On April 26, the Daily Mail published an interview with an unidentified woman who said she is the inspiration for Martha and that she is now the victim of Gadd's unwanted attention.

"He's using Baby Reindeer to stalk me now," she told the publication. "I'm the victim. He's written a bloody show about me." The woman said of the actress playing Martha, "She sort of looks like me after I put on four stone during lockdown but I'm not actually unattractive."

She denied stalking Gadd, saying, "Richard Gadd has got 'main character syndrome.'"

Gadd did not respond to E! News' request for comment about the Mail article. 

But he previously said that the production took pains to mask identities.  

"It's all borrowed from instances that happened to me and real people that I met," he told Variety. "But of course, you can't do the exact truth, for both legal and artistic reasons.
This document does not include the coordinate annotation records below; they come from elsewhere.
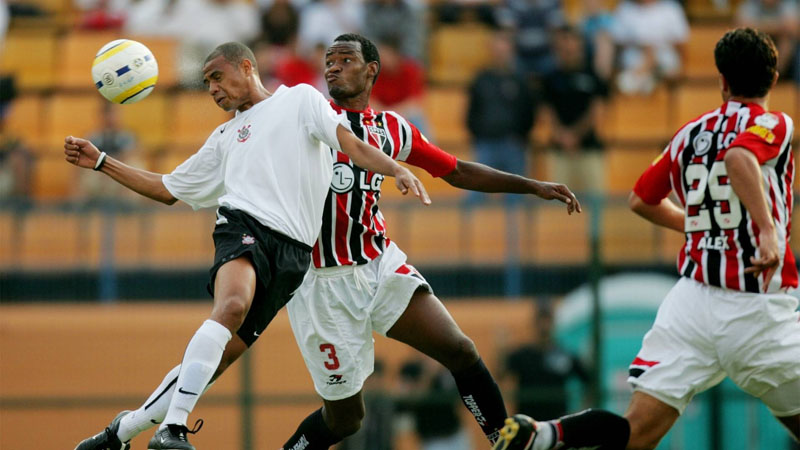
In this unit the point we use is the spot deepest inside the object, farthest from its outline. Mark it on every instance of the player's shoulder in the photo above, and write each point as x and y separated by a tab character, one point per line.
772	126
303	89
687	128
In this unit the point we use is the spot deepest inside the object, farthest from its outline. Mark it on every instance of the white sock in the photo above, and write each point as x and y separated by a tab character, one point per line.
153	411
155	408
201	359
546	439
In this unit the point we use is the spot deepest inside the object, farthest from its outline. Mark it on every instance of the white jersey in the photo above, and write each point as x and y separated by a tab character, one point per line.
272	161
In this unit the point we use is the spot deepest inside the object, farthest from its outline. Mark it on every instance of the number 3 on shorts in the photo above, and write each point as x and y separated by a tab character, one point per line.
333	364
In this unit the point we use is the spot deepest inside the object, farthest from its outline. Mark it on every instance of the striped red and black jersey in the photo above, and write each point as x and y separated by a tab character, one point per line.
353	229
721	236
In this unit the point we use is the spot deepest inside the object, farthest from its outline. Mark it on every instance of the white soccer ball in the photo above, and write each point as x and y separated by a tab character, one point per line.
124	71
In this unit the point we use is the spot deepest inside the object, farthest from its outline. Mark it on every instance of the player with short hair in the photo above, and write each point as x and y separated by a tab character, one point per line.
355	258
361	281
730	315
268	170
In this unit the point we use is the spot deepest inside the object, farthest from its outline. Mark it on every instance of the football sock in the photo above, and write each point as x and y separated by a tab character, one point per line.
153	411
594	428
148	414
200	360
312	434
482	397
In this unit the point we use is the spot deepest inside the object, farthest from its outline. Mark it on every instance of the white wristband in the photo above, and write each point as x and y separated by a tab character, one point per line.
100	160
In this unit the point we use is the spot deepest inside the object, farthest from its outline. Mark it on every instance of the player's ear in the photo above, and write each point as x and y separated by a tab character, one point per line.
246	66
372	70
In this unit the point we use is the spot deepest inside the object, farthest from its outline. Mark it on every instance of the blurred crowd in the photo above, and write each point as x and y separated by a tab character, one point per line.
545	61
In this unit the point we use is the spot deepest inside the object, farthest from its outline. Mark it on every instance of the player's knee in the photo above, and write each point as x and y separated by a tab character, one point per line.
641	437
462	355
231	311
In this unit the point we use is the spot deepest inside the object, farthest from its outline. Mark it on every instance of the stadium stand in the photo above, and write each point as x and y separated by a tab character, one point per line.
549	238
179	239
53	179
76	52
57	240
25	120
149	121
457	52
66	114
30	56
194	117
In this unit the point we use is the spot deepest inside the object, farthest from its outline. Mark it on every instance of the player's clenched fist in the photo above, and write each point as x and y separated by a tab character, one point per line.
80	152
555	191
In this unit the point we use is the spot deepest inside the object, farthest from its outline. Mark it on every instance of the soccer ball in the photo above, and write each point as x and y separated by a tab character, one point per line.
124	71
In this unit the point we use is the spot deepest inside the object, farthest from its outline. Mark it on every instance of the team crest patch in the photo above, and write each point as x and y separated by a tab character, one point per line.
767	120
377	133
244	133
762	132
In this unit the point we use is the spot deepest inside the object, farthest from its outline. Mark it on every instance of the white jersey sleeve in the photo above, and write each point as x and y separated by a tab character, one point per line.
320	120
200	180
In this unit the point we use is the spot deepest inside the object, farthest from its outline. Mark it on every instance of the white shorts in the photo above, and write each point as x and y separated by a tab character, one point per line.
703	334
335	311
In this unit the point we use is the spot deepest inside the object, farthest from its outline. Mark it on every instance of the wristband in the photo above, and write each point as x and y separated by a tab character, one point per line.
100	161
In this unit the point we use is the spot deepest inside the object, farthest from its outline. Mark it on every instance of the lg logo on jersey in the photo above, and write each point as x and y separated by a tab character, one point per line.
344	179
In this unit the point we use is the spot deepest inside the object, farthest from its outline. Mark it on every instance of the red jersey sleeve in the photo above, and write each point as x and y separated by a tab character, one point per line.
425	155
763	136
654	185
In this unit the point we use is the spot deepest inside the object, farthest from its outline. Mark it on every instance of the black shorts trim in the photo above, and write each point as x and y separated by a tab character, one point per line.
280	263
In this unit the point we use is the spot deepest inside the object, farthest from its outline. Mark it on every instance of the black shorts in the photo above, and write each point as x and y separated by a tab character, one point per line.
280	263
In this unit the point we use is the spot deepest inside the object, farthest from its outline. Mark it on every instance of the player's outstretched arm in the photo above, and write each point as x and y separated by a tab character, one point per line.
744	175
82	153
372	159
479	177
665	213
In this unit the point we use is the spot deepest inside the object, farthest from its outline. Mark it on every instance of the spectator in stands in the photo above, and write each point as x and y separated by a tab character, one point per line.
533	21
428	393
151	18
16	159
222	21
401	84
396	19
542	369
102	14
112	138
465	11
573	96
280	23
597	25
296	67
323	20
781	20
500	113
651	35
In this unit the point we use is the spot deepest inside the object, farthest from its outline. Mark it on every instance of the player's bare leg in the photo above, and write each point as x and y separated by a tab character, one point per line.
650	419
153	411
427	326
234	288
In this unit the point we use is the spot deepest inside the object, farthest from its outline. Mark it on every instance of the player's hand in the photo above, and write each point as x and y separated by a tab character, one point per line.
561	192
406	181
80	152
768	257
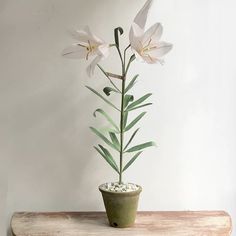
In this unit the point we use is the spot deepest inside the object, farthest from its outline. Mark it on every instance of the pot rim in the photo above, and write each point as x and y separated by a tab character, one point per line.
135	192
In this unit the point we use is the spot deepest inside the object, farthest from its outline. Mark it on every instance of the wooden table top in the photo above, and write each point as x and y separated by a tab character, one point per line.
175	223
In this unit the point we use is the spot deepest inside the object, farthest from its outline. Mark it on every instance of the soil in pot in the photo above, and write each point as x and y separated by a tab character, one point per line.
121	203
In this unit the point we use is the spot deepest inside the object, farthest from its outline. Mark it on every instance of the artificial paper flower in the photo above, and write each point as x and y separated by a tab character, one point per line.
145	44
88	45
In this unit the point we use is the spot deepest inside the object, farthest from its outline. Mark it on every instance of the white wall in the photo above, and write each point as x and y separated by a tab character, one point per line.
47	159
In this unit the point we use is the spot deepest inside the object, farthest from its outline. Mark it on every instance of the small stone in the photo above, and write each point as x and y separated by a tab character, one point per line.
116	187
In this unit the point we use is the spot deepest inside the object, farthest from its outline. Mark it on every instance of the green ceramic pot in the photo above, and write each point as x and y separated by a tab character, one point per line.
121	208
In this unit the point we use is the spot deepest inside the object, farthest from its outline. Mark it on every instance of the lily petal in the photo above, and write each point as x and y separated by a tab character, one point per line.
136	37
153	34
90	69
103	50
80	35
92	36
74	51
141	17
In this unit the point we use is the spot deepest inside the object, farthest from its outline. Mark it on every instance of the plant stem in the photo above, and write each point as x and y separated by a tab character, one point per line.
122	128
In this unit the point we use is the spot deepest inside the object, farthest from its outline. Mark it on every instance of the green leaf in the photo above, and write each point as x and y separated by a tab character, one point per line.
125	117
131	161
131	83
141	146
116	34
109	119
128	99
129	126
134	108
108	90
137	102
100	135
108	157
104	99
114	140
131	138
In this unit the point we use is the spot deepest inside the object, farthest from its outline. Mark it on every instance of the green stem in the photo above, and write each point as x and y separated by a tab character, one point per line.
122	128
105	73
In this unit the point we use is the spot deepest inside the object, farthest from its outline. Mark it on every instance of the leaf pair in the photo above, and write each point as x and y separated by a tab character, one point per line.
104	99
113	143
108	157
109	119
135	105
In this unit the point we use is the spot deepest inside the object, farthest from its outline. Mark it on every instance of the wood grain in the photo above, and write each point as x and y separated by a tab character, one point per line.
185	223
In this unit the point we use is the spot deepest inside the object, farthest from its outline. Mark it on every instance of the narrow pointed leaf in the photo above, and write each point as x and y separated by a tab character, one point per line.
108	90
131	138
131	161
109	119
127	99
134	108
137	102
114	140
100	135
125	119
108	154
109	161
141	146
135	121
131	83
104	99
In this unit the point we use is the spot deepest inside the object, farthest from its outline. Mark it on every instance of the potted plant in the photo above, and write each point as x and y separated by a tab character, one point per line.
121	199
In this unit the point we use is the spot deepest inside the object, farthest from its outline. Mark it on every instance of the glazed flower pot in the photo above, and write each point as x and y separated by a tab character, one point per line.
121	207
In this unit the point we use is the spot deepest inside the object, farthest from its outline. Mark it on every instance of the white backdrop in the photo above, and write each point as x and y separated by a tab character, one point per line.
47	159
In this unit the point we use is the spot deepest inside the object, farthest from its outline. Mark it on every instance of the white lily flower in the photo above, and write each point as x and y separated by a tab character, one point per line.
145	44
88	45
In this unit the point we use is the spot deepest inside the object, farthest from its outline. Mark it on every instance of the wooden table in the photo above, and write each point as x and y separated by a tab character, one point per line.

I mean there's certain protections, you can't just copy somebody else's life and name and put it onto television. And obviously, we were very aware that some characters in it are vulnerable people, so you don't want to make their lives more difficult."

And he emphasized that real-life events didn't unfold exactly as they do in Baby Reindeer.

Reiterating that "a lot of stalking is quite boring," Gadd explained that "you need to move certain timelines around, you need to move certain points to the end of episodes to make them pay off a little better. As well as a true story, you have to make it visually interesting."

But while there's a psychological thriller aspect to the narrative, he really wanted it to be "an examination of the ramifications of trauma," he said. "And I think that's quite subtle in the show, but a lot of people are really getting that aspect of it. They see Donny and they're appreciating someone's self-destructive tendencies in the wake of trauma. And I think people are finding a great comfort in that, honestly."